Killing fields
Salvador, November 2015

“Nella strada passa lenta un’auto, è la polizia:

nel quartiere i pandilleros corrono al riparo,

hanno la morte addosso ma non sanno quando arriva.

Vai! Tatuato dalla tua storia, vivi la tua vita folle!”

(La vida loca)

 

 

“Vedevo i lampi degli spari. C’era una bambina che gridava. Hanno bloccato l’autobus a un incrocio: erano in cinque, col volto scoperto. Hanno ucciso l’autista, poi hanno versato la benzina e hanno appiccato il fuoco. Chi cercava di uscire era abbattuto a rivoltellate”. José, controllore sulla linea 1 di San Salvador, è scampato per miracolo al massacro: se l’è cavata con quattro mesi d’ospedale e il corpo scavato dai solchi delle ustioni. Ma 17 dei 35 passeggeri sono morti carbonizzati e altri sette in seguito alle ferite. José, che ha cambiato quartiere e vende acqua in bustine a una fermata del bus, vive nel terrore: “Sono un testimone. I muchachos della 18 mi stanno cercando”.
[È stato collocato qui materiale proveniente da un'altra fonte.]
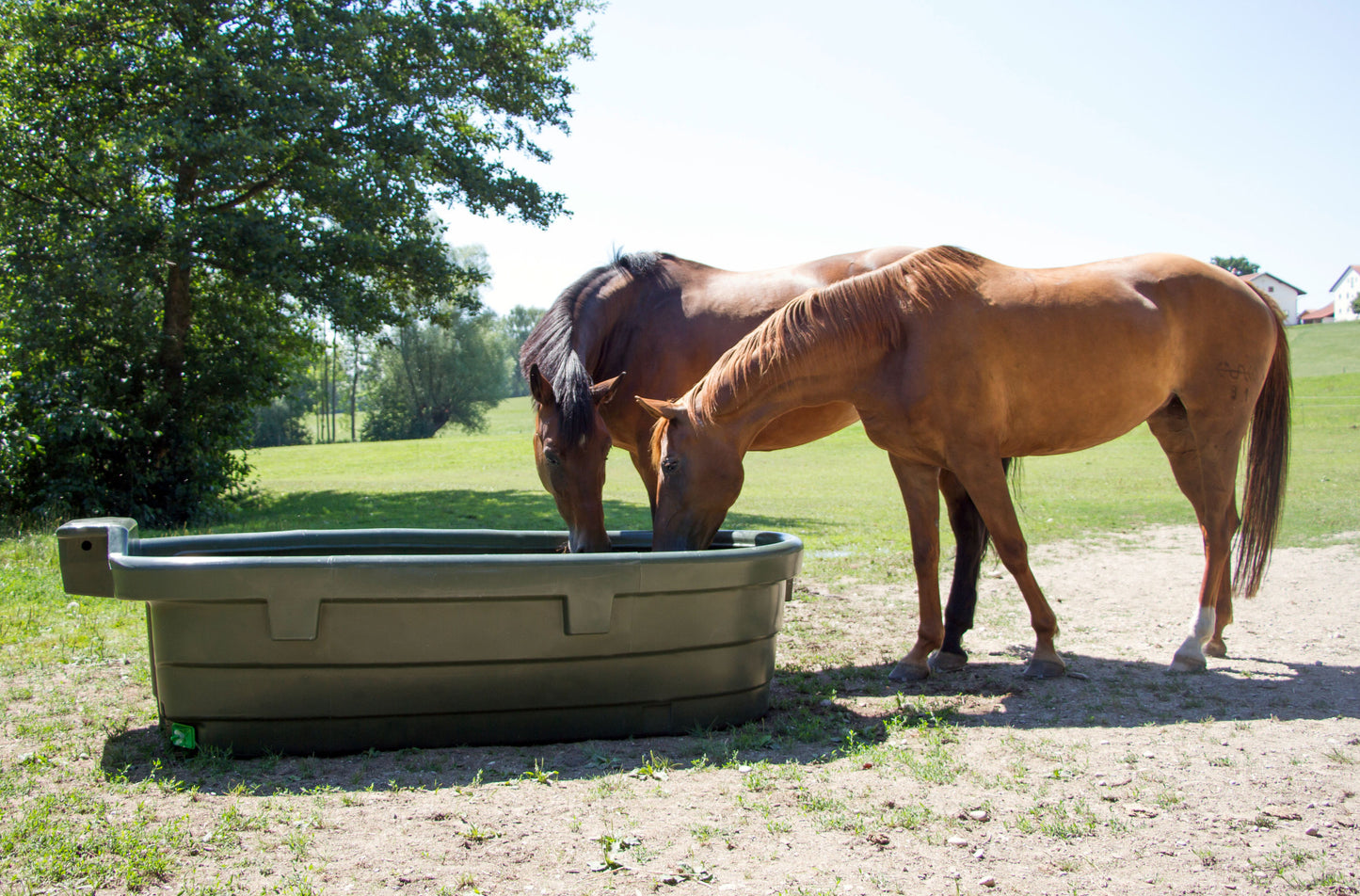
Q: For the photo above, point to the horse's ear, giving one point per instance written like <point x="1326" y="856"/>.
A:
<point x="659" y="408"/>
<point x="540" y="388"/>
<point x="602" y="392"/>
La banda del Barrio 18 e la Mara Salvatrucha (MS13) sono le gang –  maras o pandillas – in lotta per il controllo del territorio e del racket dell’estorsione che negli ultimi mesi hanno precipitato il minuscolo Paese centroamericano in un abisso di violenza che non ha precedenti dai tempi della guerra civile degli anni Ottanta. Con una media di quasi un morto ogni ora il Salvador detiene il record mondiale degli omicidi al fuori dai teatri bellici come la Siria: le vittime, a fine 2015, saranno più di 7 mila.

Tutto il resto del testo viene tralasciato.